Anyway. Last weekend, temperatures rose above 50, and in my glee, I forewent the turtleneck in favor of a funky green Banana Republic T-shirt, a linen hoodie with a crocheted neckline and leather drawstring hem (God I love that shirt), and my comfy jeans. No thermal tights. Just jeans and skivvies and socks and my uber-comfy New Balances. The most scantily-clad I have been in 5 or 6 months.

Walking down a windy street on Saturday, my jean jacket buttoned (ruining the effect), I remember saying "I'm not dressed warmly enough for this." Sure, there were folks running around without jackets on, in sweatpants, in T-shirts withour hoodies, etc. But I am a delicate flower, and my resistance is very, very low. BAM. Sick. That very night the dripping down my throat started. All the next day I was tired and runny-nosed. Sunday night I took Nyquil. Today I had to work. GOD. I nodded off several times out of sheer fatigue. I AM SICK. DAMMIT.

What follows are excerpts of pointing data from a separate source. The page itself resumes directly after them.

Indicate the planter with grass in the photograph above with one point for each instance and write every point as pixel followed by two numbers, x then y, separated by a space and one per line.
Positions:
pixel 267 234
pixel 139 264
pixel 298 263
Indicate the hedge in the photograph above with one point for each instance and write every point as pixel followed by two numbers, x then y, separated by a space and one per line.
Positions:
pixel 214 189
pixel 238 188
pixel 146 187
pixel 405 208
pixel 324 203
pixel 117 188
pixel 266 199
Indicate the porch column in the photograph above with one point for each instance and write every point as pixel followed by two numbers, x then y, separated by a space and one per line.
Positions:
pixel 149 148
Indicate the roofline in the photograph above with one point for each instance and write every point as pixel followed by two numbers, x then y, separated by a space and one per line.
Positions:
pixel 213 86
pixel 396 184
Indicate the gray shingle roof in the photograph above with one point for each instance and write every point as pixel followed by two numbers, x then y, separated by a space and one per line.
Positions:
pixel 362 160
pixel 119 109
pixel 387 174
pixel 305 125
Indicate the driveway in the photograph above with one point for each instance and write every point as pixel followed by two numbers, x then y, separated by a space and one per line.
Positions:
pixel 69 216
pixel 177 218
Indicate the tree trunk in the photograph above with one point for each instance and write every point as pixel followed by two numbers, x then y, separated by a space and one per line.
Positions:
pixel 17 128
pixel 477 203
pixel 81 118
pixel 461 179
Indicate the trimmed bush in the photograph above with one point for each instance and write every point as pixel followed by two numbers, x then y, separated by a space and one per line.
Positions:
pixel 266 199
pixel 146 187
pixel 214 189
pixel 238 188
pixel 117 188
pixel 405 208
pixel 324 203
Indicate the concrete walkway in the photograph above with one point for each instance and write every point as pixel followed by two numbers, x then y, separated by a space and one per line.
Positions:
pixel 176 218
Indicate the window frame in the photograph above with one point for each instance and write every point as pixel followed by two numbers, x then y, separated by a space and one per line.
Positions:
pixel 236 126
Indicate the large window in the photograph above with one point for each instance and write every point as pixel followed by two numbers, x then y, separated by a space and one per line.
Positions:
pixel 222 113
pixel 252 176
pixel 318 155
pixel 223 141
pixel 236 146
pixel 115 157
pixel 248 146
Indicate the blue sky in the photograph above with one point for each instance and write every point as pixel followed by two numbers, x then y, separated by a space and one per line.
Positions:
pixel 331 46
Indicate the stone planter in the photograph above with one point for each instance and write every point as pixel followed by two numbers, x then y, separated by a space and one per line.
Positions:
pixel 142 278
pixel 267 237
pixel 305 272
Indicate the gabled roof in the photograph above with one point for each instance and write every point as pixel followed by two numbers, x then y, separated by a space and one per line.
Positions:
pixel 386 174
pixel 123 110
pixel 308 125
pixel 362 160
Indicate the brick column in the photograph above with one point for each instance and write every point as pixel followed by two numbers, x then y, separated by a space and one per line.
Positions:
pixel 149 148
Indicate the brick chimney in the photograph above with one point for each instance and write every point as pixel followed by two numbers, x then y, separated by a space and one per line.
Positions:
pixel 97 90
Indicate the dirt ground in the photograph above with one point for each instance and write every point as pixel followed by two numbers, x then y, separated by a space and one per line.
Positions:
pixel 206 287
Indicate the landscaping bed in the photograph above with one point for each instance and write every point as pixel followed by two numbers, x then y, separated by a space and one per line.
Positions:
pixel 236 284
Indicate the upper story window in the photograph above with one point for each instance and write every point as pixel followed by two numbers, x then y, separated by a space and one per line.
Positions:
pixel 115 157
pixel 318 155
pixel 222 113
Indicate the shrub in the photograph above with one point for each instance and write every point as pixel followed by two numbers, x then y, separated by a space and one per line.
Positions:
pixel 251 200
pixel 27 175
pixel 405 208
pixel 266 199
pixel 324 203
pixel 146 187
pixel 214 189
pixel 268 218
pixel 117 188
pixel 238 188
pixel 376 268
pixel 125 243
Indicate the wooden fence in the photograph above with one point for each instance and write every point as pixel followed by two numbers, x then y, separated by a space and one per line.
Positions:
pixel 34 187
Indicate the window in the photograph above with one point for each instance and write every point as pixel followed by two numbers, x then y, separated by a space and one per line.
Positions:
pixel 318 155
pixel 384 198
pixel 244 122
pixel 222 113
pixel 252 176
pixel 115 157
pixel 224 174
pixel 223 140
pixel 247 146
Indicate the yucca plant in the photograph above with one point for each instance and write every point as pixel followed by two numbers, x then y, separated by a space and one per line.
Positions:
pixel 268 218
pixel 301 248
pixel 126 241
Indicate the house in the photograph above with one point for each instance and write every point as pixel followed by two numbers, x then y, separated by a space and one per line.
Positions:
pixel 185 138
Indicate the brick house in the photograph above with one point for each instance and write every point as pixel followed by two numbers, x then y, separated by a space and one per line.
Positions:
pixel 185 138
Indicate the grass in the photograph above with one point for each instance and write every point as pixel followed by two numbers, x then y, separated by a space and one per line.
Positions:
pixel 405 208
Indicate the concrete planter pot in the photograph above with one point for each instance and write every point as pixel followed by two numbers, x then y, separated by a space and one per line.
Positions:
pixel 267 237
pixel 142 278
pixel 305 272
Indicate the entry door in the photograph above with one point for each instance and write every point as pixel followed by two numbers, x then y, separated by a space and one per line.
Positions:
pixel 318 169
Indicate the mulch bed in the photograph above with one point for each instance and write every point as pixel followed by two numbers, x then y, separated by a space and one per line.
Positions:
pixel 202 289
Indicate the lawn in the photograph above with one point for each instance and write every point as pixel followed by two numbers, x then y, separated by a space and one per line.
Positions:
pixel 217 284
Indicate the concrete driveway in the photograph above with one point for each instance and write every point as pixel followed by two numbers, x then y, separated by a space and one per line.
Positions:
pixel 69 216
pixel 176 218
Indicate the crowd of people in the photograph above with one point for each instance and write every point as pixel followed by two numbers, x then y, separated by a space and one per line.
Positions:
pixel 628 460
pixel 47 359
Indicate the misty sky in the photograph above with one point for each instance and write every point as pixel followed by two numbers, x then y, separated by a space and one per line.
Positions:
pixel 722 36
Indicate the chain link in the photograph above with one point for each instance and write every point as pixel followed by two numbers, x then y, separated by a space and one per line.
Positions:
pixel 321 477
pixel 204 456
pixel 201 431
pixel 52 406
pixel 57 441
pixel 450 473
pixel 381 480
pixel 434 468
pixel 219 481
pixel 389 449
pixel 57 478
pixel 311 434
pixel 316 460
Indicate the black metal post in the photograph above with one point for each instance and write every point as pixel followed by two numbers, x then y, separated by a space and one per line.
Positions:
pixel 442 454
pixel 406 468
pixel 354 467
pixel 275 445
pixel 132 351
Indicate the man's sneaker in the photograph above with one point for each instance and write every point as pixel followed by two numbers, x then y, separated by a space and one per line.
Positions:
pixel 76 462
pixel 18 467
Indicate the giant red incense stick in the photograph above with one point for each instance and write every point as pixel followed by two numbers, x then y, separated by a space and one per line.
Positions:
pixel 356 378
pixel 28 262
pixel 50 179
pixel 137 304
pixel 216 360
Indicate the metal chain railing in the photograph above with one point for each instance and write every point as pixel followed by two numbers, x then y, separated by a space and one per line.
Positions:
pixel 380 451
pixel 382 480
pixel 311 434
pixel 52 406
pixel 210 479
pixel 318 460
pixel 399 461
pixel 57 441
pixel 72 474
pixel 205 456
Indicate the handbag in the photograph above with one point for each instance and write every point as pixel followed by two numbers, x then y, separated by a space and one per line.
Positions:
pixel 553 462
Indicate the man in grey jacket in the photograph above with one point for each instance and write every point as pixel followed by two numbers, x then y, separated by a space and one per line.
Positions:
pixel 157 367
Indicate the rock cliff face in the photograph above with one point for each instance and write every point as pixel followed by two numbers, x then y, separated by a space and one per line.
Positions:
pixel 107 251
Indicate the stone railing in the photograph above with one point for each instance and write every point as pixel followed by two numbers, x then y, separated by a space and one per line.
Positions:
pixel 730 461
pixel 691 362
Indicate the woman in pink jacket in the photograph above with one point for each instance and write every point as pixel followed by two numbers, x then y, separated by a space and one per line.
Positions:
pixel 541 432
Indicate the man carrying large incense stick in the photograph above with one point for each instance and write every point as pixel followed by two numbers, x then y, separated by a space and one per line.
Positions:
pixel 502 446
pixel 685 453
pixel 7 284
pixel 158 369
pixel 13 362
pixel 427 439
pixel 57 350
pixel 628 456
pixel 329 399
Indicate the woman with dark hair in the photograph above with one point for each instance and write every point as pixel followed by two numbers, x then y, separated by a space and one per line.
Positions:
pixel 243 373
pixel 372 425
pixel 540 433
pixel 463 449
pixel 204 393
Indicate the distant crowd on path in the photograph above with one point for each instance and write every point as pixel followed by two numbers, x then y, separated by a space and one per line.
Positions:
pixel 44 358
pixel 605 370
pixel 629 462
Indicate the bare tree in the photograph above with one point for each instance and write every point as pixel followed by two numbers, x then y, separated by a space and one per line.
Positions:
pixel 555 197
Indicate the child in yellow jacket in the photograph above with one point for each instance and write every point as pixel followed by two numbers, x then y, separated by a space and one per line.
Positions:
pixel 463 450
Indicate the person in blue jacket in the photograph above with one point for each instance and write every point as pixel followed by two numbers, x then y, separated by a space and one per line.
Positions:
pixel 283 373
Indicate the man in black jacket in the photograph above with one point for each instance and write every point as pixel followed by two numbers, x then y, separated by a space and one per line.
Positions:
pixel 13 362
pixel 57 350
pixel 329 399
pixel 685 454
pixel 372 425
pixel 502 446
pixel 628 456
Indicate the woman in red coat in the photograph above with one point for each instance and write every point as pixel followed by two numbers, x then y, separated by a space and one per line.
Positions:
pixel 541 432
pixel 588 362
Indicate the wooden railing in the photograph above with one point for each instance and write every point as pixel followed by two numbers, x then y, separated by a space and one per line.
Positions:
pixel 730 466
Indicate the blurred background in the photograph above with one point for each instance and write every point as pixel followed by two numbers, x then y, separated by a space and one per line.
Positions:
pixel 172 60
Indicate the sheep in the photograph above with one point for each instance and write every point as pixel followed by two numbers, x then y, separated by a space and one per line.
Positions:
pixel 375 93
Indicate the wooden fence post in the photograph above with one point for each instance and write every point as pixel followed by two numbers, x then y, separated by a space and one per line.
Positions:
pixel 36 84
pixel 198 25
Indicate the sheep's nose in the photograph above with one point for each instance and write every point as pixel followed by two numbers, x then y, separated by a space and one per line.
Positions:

My mother always wants to know the color of my sputum. I won't go into the details of that here. I will leave you with a different delightful image. It feels as though someone has reached down my throat with a short sewing needle and etched a long line from my left inner ear to the back of my throat. Cough Drops and Nyquil help, but this is a full-fledged head cold, Upper respiratory distress and post-nasal drip. Oh, and the achy-shakys.

I'm going to take my Nyquil and go to bed now. It's 9:10PM. Wish me well. This really sucks.